|AP Photo/The Public Theater, Stan Barouh|
Agony, ecstasy, Daisey: Monologist and sometime Op-Ed writer Mike Daisey takes to the New York stage in “The Agony and Ecstasy of Steve Jobs.”
Writer and performer Mike Daisey isn’t dropping his current act, “The Agony and the Ecstasy of Steve Jobs,” in light of his titular character’s recent exit from the world stage, but he has been obliged to make some formatting tweaks.
As Daisey, who drew intense reactions with his New York Times Op-Ed piece directly after Jobs’ death, sees it, the dark sides to his meditation on the man who grew Apple Inc. into the global tech empire it is today haven’t gone away just because Jobs passed away. In fact, they point to bigger concerns about users’ sometimes willfully blind love of sexy gadgetry and about the human costs of Apple’s corporate policy. Daisey did his own research for his monologue, which he’s now rebooting every night over the next month for a stint at New York’s Public Theater. —KA
AP via Yahoo! News:
“In a profound way, this will reinvent the monologue,” Daisey says. “The context of it shifts so much that it will be like blowing a wind through it. I think it’s going to stir up a lot of things.”
While the piece specifically targets Apple, most of what he discovered is applicable to all high-tech manufacturers. Daisey has performed the new monologue for some 50,000 people from Seattle to Washington, D.C., and it is now at The Public Theater until mid-November.
The death of Jobs hasn’t prompted Daisey to pull any punches. While he considers the man a visionary, he also calls him a “brutal tyrant” who “failed to think different about anything.”
“When the design is really good, it connects to the human and actually creates empathy with the devices, so it’s really absurd how there’s no empathy between the people running the company and their own workers,” says Daisey.

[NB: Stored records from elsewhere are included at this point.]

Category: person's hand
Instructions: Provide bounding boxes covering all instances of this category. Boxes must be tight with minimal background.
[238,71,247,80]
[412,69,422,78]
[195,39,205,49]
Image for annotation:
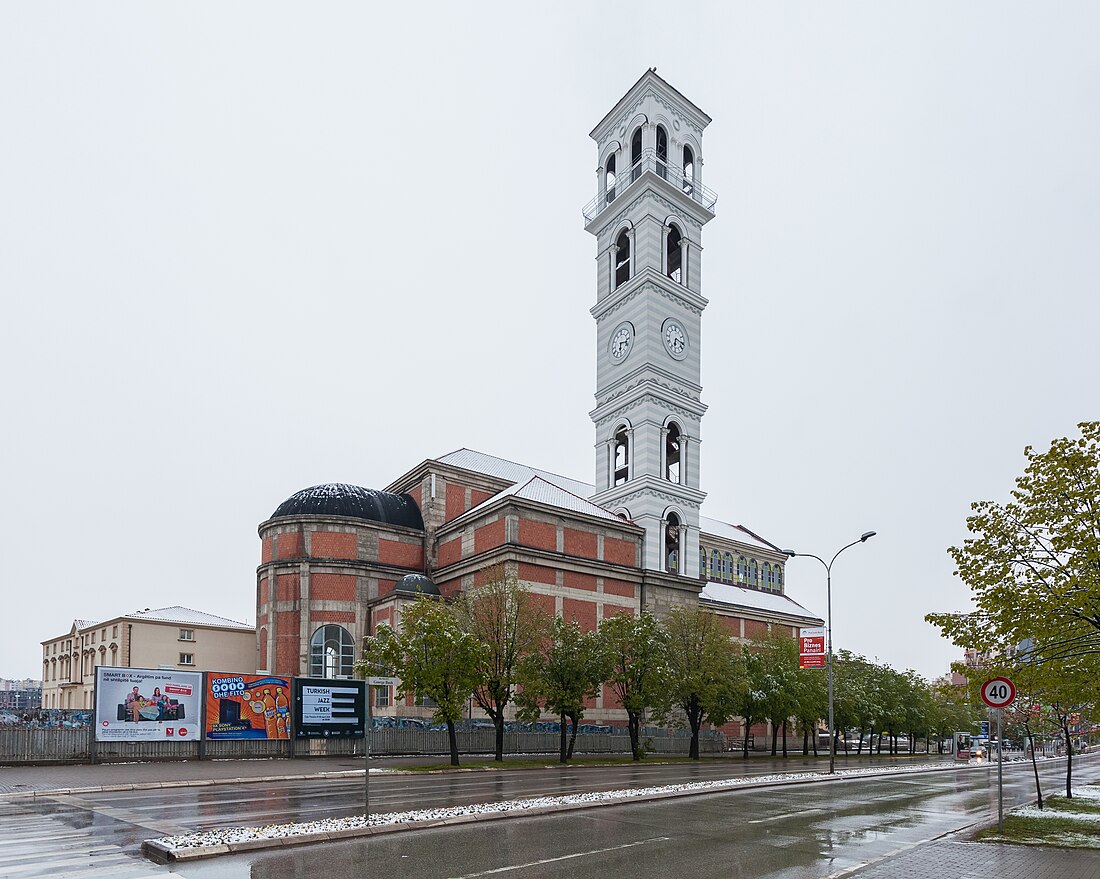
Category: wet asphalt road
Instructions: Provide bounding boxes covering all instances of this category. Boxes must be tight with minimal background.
[2,754,1097,879]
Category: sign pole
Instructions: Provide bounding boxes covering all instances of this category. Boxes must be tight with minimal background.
[997,707,1004,832]
[365,683,372,819]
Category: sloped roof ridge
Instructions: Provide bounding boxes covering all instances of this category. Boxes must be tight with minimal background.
[439,448,588,489]
[125,605,252,630]
[517,476,629,521]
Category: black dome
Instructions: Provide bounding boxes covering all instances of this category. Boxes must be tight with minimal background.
[395,574,440,597]
[271,484,424,530]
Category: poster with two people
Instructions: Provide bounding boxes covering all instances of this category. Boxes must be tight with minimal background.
[94,667,202,741]
[204,673,291,739]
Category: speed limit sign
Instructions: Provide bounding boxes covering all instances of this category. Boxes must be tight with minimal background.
[981,677,1016,708]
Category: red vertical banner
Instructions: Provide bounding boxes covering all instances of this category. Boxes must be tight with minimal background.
[799,627,826,669]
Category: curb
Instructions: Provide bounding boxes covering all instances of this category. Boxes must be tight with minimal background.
[140,762,984,863]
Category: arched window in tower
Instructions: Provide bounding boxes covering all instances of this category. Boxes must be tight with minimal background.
[605,154,617,204]
[665,422,681,483]
[309,625,354,679]
[631,127,643,182]
[737,555,747,584]
[666,224,683,283]
[749,559,759,588]
[613,427,629,485]
[682,145,695,195]
[711,550,722,580]
[699,546,707,578]
[665,513,681,574]
[614,229,630,288]
[656,125,668,179]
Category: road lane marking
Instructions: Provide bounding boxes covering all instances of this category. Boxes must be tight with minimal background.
[747,808,824,823]
[447,836,672,878]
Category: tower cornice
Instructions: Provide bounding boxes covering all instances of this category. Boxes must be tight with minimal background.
[590,70,712,143]
[591,271,708,323]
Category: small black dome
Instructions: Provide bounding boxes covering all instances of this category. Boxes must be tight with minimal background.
[395,574,440,596]
[271,484,424,530]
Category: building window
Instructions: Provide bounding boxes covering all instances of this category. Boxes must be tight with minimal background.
[667,224,682,283]
[723,553,733,582]
[630,126,643,181]
[91,632,96,644]
[699,546,708,578]
[112,625,118,639]
[749,559,759,588]
[605,154,617,204]
[711,550,722,581]
[737,556,747,584]
[665,514,681,574]
[613,427,630,485]
[614,229,631,288]
[309,625,355,679]
[374,686,390,708]
[764,562,773,590]
[665,422,681,483]
[656,125,668,179]
[777,567,784,591]
[179,629,195,642]
[179,653,194,666]
[682,145,695,195]
[415,693,437,709]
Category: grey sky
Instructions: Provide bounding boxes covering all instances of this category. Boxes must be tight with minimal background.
[2,3,1097,682]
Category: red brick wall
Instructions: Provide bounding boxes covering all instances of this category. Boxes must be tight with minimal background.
[437,538,462,567]
[602,684,620,708]
[408,485,422,507]
[527,592,556,616]
[379,539,423,568]
[437,578,462,598]
[261,537,273,563]
[603,536,635,566]
[311,531,357,559]
[563,528,598,559]
[563,571,597,592]
[717,616,741,636]
[258,577,268,606]
[371,607,393,632]
[519,518,556,551]
[377,579,396,598]
[744,619,770,640]
[310,610,355,623]
[445,483,466,521]
[277,531,303,559]
[601,604,634,620]
[311,573,356,602]
[276,574,299,602]
[474,519,506,553]
[518,562,557,586]
[603,578,636,598]
[471,489,494,506]
[275,611,300,675]
[563,598,596,632]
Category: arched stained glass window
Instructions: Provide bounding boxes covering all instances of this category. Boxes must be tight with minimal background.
[699,546,708,578]
[711,550,722,580]
[737,556,747,584]
[749,559,759,587]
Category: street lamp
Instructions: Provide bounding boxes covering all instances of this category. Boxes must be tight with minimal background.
[784,531,876,774]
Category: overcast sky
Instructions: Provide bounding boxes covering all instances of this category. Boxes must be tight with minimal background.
[2,3,1097,683]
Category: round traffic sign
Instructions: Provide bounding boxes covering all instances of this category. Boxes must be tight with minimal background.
[981,677,1016,708]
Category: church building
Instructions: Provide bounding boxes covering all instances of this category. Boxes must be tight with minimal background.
[255,71,822,735]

Jean-Michele Gregory, Daisey’s frequent director and also his wife, says her husband’s sense of betrayal is heightened by his great respect for Apple and his belief that Jobs could have fundamentally changed the lives of his workers but chose not to.
“Steve Jobs really was a hero to Mike and I think there was a part of him that really hoped that perhaps the fact of this monologue might actually cause Steve to change the way that he practices business,” she says.